Puritan Board Graduate
I just received this as an email (from another PB member). It is from Joel Beeke, and it concerns an interview he gave with the good folks at Greenville Seminary. Hopefully this will be helpful to some of the young men on the PB who might be considering a call to the gospel ministry.

Here is the question and Dr. Beeke's answer:

What advice would you give to young men who discern a call to the ministry?

First, seriously examine your call. Elsewhere I have written that a ministerial calling is a holy calling that involves a holy life, a holy desire for the work of the ministry, a holy compulsion to proclaim the gospel, a holy fitness for the work, holy struggles with the weightiness of the work, holy confirmation by the approbation of believers and providential events, and a holy love and burden for the spiritual welfare of people.

Second, do not be hasty. An inward call from God will only grow stronger as time passes, and as more time passes, the greater the clarity of the call becomes. Wait on the Lord continually, by prayer and the searching of the Scriptures. Seek wise counsel in making plans, choosing a ministry path, or deciding where to train. If you are married, your partner should affirm and share your sense of call, something only the Holy Spirit can impart, in His own good time.

Third, remember that Christian service is not merely a profession or career. What you are as both a Christian and a human being is even more important than where you train or what degrees you obtain. By the Spirit’s grace, seek to learn and grow in being a true follower of Jesus Christ. Search the Scriptures. Learn koine Greek or, if that is not possible, classical Greek. Take courses that can assist you for seminary studies (Western history, philosophy, logic, speech, Latin, etc.). Fellowship with the wisest and maturest of believers. Read the best books—the great classics of the past. Learn how to think, meditate, and write well. Volunteer for ministry opportunities, such as speaking at youth conferences, teaching Sunday School, or ministering to the homeless. Be an active member of the local church, making diligent use of the means of grace. Grow and ripen as a human being. Profit from every life experience, good or bad, as a way to grow in grace.

Fourth, be practical. Learn to be organized and to manage your time well. Get into the workplace and master the skill of earning a living. Learn to manage your personal finances, to live within your means and avoid debt. Learn how to listen and how to work hard and well. Submit to the discipline of accepting any assigned task, no matter how unpleasant or demanding it may be. Learn how to learn—that is, where to find the knowledge, and how to master the skills needed to get the job done.

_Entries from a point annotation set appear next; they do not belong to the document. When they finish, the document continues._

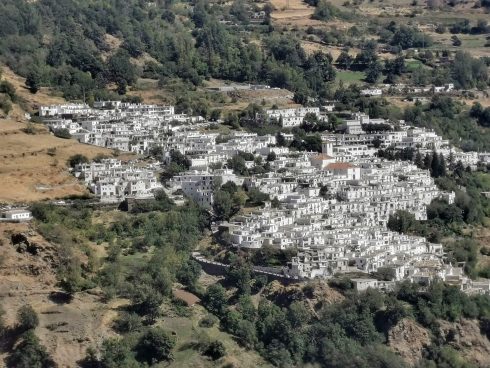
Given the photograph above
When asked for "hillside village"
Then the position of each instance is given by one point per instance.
(332, 207)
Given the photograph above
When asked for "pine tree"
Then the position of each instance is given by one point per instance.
(442, 165)
(427, 161)
(451, 160)
(434, 167)
(419, 161)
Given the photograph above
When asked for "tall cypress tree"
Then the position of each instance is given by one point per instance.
(442, 165)
(419, 161)
(428, 161)
(434, 167)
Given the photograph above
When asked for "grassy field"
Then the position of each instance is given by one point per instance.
(187, 332)
(34, 167)
(412, 65)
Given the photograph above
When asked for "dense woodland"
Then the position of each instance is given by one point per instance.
(73, 46)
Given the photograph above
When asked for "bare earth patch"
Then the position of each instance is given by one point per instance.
(28, 173)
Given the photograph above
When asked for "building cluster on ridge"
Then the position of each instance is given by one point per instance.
(332, 207)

Finally, develop your people skills along the way. Study human nature and behavior. Visit the sick. Acquire the common graces of good grooming, good manners, and Christian courtesy. Cultivate a healthy lifestyle with regard to diet, sleep, and exercise. The ministry involves diligent work, hardships of many kinds, heavy demands on skill and resources, and constant encounters with human and personal complicating factors. Give your all to the Lord and His cause, and pray continually for wisdom.

Reverend Beeke is one of my favorite preachers. :)
 

jawyman

Puritan Board Junior
I cut and pasted this section from the appendix of the PRTS catalog. It is a wonderful section regarding the call to the ministry.
 

Don Kistler

Puritan Board Sophomore
If a man who is married thinks he has a call to the ministry, I think it should be determined that his wife senses that call, and all that goes with it for her.

If God calls a man, He will also call that man's wife. If she is not going to be a good pastor's wife, he may not be called. I grant that no one is born ready, but there should be the sense that she is ready as well.